Google's new open-source image compression algorithm reduces JPEG file sizes by 35 percentBy Shawn Knight 12 comments
Google has developed a new open-source image compression algorithm that it says can reduce the size of JPEG images by 35 percent.
The algorithm, dubbed Guetzil (that's Swiss German for cookie), is said to create smaller file sizes without sacrificing much in the way of quality.
Robert Obryk and Jyrki Alakuijala, software engineers at Google Research Europe, highlight in a recent blog post that the algorithm tries to overcome the difference between the psychovisual modeling of JPEG's format and Guetzli's psychovisual model which approximates color perception and visual masking in a more thorough and detailed way than what is achievable by simpler color transforms and the discrete cosine transform.

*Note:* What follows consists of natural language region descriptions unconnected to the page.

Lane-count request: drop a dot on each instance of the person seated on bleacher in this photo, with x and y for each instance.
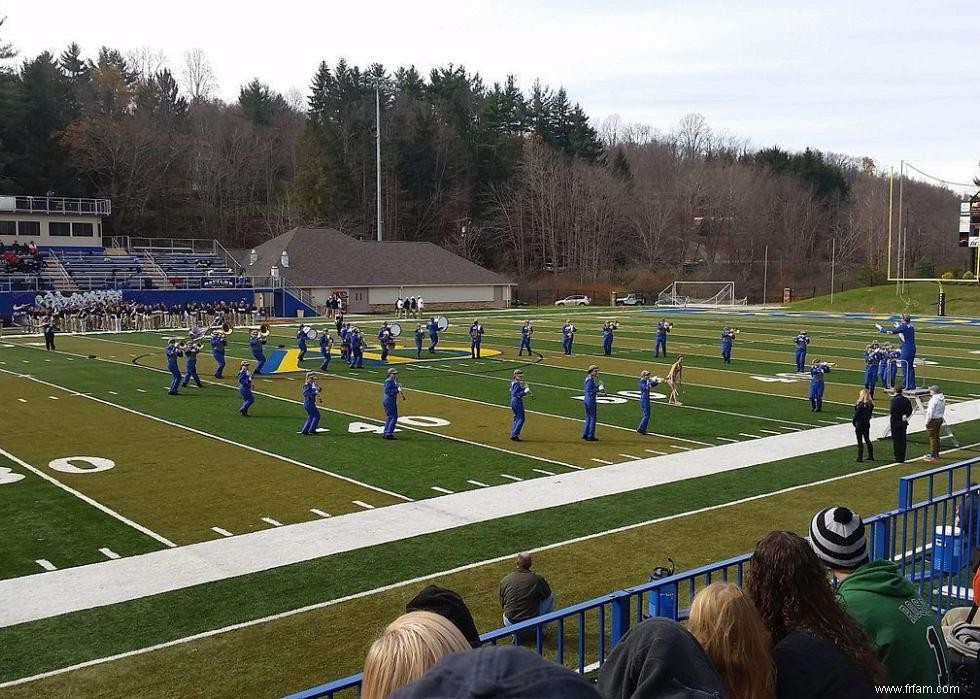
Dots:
(903, 627)
(659, 658)
(523, 594)
(407, 648)
(501, 672)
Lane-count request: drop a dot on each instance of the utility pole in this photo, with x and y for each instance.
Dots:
(377, 111)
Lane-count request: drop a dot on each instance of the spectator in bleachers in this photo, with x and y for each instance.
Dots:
(659, 658)
(523, 594)
(728, 626)
(909, 640)
(407, 648)
(820, 652)
(501, 672)
(449, 604)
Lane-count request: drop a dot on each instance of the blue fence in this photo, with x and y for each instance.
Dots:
(931, 541)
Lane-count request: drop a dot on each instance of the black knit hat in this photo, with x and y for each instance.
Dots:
(837, 537)
(448, 604)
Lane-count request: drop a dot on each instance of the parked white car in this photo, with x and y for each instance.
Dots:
(575, 300)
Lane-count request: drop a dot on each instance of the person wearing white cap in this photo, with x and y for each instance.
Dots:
(935, 410)
(885, 604)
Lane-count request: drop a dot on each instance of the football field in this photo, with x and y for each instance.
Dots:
(99, 467)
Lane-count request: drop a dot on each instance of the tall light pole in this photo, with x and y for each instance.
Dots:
(377, 112)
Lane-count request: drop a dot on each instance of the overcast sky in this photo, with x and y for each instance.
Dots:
(890, 80)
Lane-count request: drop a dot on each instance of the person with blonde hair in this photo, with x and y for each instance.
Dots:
(863, 410)
(729, 628)
(407, 648)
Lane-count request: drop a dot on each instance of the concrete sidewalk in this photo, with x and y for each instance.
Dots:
(73, 589)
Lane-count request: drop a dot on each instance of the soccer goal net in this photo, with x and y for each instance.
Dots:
(700, 294)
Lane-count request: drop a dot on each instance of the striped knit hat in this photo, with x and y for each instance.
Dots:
(837, 537)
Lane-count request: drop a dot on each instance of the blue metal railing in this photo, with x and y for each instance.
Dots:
(930, 541)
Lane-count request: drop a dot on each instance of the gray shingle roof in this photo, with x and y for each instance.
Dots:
(327, 257)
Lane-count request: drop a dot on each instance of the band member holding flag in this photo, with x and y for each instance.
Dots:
(817, 371)
(255, 343)
(663, 327)
(590, 392)
(646, 383)
(518, 389)
(567, 336)
(326, 347)
(245, 389)
(526, 332)
(311, 396)
(392, 389)
(476, 339)
(172, 353)
(906, 333)
(301, 342)
(218, 344)
(190, 358)
(801, 341)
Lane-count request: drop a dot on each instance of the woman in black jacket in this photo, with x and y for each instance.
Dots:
(862, 423)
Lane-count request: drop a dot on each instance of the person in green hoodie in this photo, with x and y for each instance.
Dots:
(904, 629)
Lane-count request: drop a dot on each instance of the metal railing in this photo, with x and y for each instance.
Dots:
(930, 541)
(55, 205)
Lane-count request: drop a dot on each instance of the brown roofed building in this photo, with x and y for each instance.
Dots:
(374, 274)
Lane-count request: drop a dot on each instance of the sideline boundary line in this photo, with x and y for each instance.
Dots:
(450, 571)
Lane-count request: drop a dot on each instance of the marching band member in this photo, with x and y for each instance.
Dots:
(190, 358)
(384, 339)
(526, 332)
(871, 359)
(607, 336)
(390, 403)
(906, 333)
(433, 333)
(646, 383)
(801, 341)
(301, 342)
(567, 336)
(172, 353)
(48, 330)
(817, 371)
(518, 389)
(591, 390)
(674, 380)
(311, 396)
(356, 341)
(727, 340)
(245, 389)
(326, 345)
(663, 327)
(218, 345)
(476, 339)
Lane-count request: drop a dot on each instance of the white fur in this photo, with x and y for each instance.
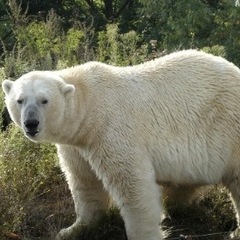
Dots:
(122, 131)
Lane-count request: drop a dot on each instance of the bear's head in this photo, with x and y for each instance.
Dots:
(37, 103)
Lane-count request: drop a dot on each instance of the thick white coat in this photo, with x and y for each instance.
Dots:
(124, 130)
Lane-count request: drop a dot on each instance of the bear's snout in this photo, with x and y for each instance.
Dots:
(31, 126)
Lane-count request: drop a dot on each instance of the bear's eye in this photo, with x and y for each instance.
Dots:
(45, 101)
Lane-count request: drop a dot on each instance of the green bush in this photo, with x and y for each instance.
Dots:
(25, 170)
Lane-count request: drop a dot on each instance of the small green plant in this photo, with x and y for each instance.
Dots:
(25, 169)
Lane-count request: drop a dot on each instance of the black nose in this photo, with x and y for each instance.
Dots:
(31, 126)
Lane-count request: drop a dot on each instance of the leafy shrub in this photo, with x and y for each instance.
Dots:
(25, 172)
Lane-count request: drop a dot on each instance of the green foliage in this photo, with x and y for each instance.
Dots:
(25, 169)
(120, 49)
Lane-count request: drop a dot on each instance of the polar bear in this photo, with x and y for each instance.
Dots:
(123, 131)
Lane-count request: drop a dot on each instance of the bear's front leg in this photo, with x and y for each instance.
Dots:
(134, 188)
(89, 197)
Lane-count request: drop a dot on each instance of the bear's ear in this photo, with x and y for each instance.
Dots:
(6, 86)
(68, 89)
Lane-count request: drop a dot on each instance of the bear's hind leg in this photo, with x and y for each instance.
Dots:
(90, 199)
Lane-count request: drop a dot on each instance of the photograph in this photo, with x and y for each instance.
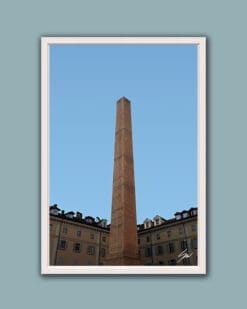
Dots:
(123, 155)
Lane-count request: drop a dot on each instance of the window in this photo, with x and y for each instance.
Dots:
(184, 244)
(63, 244)
(186, 261)
(159, 250)
(194, 212)
(90, 250)
(148, 251)
(180, 231)
(60, 260)
(185, 215)
(195, 243)
(102, 252)
(170, 247)
(172, 262)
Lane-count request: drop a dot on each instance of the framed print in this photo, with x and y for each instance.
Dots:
(123, 155)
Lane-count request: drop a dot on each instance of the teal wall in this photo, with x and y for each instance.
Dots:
(22, 23)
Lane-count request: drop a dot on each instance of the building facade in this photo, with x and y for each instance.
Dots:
(78, 240)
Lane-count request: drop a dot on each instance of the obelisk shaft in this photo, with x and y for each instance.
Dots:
(123, 247)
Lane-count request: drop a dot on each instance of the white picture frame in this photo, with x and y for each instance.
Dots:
(46, 268)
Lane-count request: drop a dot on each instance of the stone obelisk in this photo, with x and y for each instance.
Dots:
(123, 246)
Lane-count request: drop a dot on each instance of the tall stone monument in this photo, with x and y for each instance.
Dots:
(123, 246)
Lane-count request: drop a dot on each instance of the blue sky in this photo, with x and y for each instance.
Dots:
(161, 83)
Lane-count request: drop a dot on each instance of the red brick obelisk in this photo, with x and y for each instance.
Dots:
(123, 246)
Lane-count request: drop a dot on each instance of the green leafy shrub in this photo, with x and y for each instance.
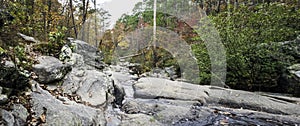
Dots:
(55, 43)
(254, 60)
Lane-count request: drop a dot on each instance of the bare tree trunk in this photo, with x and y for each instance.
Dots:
(96, 29)
(219, 6)
(73, 19)
(236, 4)
(84, 15)
(49, 4)
(298, 4)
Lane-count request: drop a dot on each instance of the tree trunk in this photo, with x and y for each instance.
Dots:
(236, 4)
(219, 6)
(73, 19)
(298, 4)
(96, 29)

That technical jargon won't mean much to the average reader which is why they've provided a couple of visual examples to show just how effective the algorithm is.
The benefit of using Guetzil, aside from the reduction in image size and barely-noticeable changes in image quality, is that the files it turns out remain compatible with existing browsers, image processing programs and the JPEG standard itself.
The one major shortcoming with Guetzil, however, is that the algorithm takes significantly longer to create compressed images compared to currently available methods. That may seem like a deal-breaker but because of how well it performs in the quality department, Google feels the slower compression time is a worthy trade-off.
Guetzil is available for anyone to download and try right now from GitHub.